原発もそうだが、止めることはできるのは現場ではない。
--民主主義などというが、こういう話では空々しいとしか思えない……。
ゆえに『公害と原発のあるところに民主主義はない』という人に同意。


『天王山 沖縄戦と原子爆弾 上』
    ジョージ・ファイファー(著)/
      小城正(訳)/早川書房1995年

この本には名言がいろいろありました。下「」引用。

「服従心を、もっとも短期間にそして徹底的に作り上げる場所は、いうまでもなく軍隊であった。
 軍隊こそ、若い青年たちを処罰という暴力の恐怖、昇進という利欲の誘惑にさらして、卑下と屈従と要領の怪物に仕上げる場所である。
     --南博著『日本人の心理』」

柳宗悦(やなぎむねよし)のことも書かれてありました。
柳は沖縄の文化を絶賛。
……それは当然のことと思う。
しかし、当時の日本人の多くは野蛮人で文化など理解できなかったようだ。
現代の日本では沖縄の文化の素晴らしさを知る人は多い。


沖縄で売春宿をつくる米軍。
--カトリックとプロテスタントの従軍牧師がこの不名誉な話しを聞きつけて抗議した。
連隊長は現代的な心の広さを見せて「もし私の部下がセックスをすることを望むなら、そうさせてやるまでのことだ」と答えた。
--二人の牧師は転属を願い出た。

従軍牧師、従軍神父が戦争賛美していただけの人でないことも理解できると思う……。
しかし、やはり従軍などというのは、イエスに従うことではないだろうともボクは思う。



『天王山 沖縄戦と原子爆弾 下』
    ジョージ・ファイファー(著)/
      小城正(訳)/早川書房1995年

あるカナダの記者の言葉。下「」引用。

「滓みたいなものだった--その点、アーニー・パイルも例外ではない……われわれは政府の宣伝のお先棒をかついでいたのだ……応援団の音頭とりだった。当時は他に方法もなかったと思う。あれは総力戦だったからね。だが、どんなことがあっても、私たちの演じた役割を美化することだけはしないようにしよう。あれはジャーナリズムのあり方として、望ましいものではなかった。ジャーナリズムですらなかった」」

今の日本の大手マスコミのほとんども同様ではないでしょうか?


【米兵の慰安婦】
沖縄戦といっても戦闘をしていなかった部隊は、
……海兵第6師団の慰安所で、中国人女性の慰安婦を相手にして、セックスや強姦をし、性欲を満たしていたという。

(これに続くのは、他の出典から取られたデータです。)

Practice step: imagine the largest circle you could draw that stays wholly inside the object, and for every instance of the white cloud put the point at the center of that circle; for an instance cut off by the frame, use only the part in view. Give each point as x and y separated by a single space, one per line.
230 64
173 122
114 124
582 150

アメリカ人のこのような行為は許され、どうして日本人だけが、あれほど批難の合唱になるか不思議です。被害者に目をむけるならば、どちらの加害者をも無視すべきではないと思う。

ラッセル氏の疫病説をうらづける言葉。下「」引用。

「私がひとつだけ〔従軍記者として〕覚えたことは、戦争は人間を下等な動物のように堕落させてしまうという点で、国民や民族やイデオロギーの違いなど関係ないということです。
      --ジョン・ハーシー」

日本兵同士や日本兵による住民殺しが書かれていました。


--原爆のことをいうなら、原爆を必ず書くように!
そうお願いしたいものです……。